The one guitarist David Crosby could never repay: “He played perfectly”
There’s no other musician who has known the price that comes with rock and roll better than David Crosby.
His demons almost cost him his life more than a few times, and while he never truly failed him in the long run, you could tell that he was trying as hard as he could to fight against them whenever he first pulled himself out of the doldrums. He wanted the chance to make the kind of music that could wow people, and by the time he saw his twilight years, he was forever grateful for the people still in his corner, ready to help him bring his ideas to life.
Because when you look at it, Crosby was no stranger to burning bridges every now and again. There were plenty of moments where he had to put his foot in his mouth and walk himself back on things that he shouldn’t have said, but when he was at his lowest moments, there’s a good chance that Jerry Garcia and Graham Nash were the ones who kept him afloat when working on If I Could Only Remember My Name.
He was barely holding himself together after losing his girlfriend, and he was going to use music as the best outlet that he could whenever he wrote his tunes. He knew that he could try and sing his way out of any of his problems, but sometimes the biggest names in music were the ones that reminded him of what a true musician should look like.
Crosby was the first to say that people like Joni Mitchell and Steely Dan should be up there with the greatest artists who ever lived, but it wasn’t always about playing a million notes at a time that knocked him out. He wanted the chance to make tunes that would last, and that meant trying to see the mechanics of how someone like Phil Collins approached their craft or working with David Gilmour in the 2000s.
But in terms of guitar prowess, there was no one who had as many miles under his belt as Mark Knopfler. The Dire Straits frontman never claimed to be one of the greatest guitar heroes in the world, but half of his greatest work came from him playing off of someone else, whether it was finding the exact right song for Tina Turner or turning some of Bob Dylan’s Christian songs into some of the greatest moments of his career.
So when Crosby called Knopfler up to work on his record, he knew that he was going to play something that he was never going to be able to repay, saying, “I don’t know him, except as a brilliant writer, guitar player and record maker, but a promoter friend in Italy said, ‘I just had Mark Knopfler here and he’s so good; maybe you could write a song together’. He spoke to Mark’s manager, and they said, ‘Mark doesn’t really do that, but he might play guitar on something’, so I sent him ‘What’s Broken’, [my son] James’ song. He played perfectly; I don’t know how I’m going to pay him back, but I’ll certainly try.”

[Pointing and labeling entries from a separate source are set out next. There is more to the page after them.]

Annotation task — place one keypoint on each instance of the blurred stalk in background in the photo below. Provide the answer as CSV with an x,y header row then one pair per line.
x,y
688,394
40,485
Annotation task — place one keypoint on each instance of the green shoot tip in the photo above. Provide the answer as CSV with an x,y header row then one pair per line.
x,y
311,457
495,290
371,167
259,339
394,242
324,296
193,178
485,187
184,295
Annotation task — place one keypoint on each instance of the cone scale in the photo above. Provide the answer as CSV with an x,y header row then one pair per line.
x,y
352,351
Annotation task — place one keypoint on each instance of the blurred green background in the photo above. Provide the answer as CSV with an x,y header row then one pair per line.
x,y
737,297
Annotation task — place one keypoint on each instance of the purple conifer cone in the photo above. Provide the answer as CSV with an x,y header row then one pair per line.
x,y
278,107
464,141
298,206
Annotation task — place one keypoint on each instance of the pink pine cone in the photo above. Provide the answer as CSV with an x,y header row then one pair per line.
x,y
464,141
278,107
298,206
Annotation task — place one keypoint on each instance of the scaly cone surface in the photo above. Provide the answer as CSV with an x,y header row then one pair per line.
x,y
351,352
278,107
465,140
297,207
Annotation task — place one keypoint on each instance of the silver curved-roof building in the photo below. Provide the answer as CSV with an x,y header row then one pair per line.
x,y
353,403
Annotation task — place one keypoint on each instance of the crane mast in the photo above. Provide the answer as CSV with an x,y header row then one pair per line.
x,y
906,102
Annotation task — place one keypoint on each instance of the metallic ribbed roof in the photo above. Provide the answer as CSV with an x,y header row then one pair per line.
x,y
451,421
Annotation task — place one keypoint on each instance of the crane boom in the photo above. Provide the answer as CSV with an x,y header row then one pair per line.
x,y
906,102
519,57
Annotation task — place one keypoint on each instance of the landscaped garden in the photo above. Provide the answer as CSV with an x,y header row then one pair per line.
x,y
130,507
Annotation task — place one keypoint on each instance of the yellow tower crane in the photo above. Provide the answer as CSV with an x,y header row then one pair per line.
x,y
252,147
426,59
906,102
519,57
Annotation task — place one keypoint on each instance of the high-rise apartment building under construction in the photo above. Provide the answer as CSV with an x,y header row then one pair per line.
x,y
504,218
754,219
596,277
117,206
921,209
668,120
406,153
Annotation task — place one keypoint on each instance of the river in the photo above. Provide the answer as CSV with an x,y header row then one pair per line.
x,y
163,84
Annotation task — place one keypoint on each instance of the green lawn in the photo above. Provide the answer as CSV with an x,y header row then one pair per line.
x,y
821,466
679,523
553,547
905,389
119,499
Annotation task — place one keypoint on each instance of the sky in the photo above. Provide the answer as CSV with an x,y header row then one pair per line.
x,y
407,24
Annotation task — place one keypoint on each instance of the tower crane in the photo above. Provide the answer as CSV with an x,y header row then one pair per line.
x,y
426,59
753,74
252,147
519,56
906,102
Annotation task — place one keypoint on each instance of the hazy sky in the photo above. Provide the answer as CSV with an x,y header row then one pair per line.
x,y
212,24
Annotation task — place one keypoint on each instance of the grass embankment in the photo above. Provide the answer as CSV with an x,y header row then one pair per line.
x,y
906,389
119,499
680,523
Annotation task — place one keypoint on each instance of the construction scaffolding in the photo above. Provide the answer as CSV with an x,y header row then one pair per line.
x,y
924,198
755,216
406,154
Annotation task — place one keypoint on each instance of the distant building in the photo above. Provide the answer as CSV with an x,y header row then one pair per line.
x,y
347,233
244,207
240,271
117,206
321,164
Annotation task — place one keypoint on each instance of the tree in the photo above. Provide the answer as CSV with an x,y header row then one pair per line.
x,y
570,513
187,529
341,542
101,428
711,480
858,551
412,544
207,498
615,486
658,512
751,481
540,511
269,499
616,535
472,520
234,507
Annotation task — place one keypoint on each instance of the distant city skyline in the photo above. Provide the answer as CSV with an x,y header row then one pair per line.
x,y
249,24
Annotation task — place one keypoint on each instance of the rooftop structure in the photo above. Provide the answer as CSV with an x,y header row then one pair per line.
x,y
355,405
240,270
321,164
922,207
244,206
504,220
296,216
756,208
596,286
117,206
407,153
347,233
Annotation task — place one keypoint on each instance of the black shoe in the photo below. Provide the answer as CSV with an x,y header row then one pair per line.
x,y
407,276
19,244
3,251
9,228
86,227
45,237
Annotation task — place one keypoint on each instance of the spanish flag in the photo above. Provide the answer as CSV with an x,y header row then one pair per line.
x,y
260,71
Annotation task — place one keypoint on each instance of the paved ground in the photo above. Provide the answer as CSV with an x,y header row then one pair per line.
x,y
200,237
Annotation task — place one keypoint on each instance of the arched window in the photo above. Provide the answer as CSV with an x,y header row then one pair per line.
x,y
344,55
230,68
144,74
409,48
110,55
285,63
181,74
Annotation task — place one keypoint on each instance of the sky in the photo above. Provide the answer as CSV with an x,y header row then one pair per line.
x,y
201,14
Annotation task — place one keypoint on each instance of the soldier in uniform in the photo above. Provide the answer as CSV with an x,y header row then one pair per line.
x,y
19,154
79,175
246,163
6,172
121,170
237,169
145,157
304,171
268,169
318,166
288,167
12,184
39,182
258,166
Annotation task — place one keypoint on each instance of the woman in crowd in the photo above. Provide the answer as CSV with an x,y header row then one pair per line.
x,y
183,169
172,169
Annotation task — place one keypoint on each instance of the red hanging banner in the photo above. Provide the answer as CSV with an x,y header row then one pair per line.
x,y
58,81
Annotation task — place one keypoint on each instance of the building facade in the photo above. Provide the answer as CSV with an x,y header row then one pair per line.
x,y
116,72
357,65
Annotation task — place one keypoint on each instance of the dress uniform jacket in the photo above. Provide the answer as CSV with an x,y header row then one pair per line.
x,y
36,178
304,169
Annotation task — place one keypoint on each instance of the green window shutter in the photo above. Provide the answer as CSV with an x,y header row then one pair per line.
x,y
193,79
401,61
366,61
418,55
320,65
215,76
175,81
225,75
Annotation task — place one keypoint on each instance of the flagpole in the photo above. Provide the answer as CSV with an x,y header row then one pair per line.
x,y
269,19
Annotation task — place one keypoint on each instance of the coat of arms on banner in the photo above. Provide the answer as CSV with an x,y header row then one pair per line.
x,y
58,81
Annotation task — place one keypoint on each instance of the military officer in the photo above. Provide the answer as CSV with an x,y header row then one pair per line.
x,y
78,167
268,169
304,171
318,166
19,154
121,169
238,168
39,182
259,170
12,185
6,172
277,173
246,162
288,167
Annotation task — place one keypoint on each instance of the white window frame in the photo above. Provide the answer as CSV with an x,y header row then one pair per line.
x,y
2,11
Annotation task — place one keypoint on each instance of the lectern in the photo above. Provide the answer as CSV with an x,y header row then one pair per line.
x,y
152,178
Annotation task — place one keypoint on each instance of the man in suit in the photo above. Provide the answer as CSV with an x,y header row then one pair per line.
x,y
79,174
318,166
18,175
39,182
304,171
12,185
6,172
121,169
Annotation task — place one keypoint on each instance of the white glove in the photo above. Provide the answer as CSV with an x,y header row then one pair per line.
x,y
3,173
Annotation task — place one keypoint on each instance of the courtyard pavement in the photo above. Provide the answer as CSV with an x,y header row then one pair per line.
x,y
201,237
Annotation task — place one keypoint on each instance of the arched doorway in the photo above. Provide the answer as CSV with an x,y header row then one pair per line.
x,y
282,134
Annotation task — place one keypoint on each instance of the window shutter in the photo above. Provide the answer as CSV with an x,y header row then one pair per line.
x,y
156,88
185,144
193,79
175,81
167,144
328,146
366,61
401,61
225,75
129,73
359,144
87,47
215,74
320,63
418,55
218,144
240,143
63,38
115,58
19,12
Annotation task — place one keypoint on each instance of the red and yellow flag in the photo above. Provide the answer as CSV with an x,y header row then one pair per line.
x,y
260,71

And when you listen to the way that Crosby’s voice plays off of Knopfler, it’s a wonder that they didn’t perform that much before. They were both tone painters that were meant to fill in the gaps on any of their songs, and you can definitely hear the guitar dancing around a lot of the changes that Crosby’s putting into the song’s harmony whenever he performed the tune.
Crosby could only hope to get that great at guitar, but he didn’t want to spend his time worrying about the mechanics of the instrument as much as Knopfler did. It was all about what the music was pulling out of him whenever he played, and hearing Knopfler’s delicate touch on the strings was everything that he needed to help tell the kind of stories that he and his son were singing about.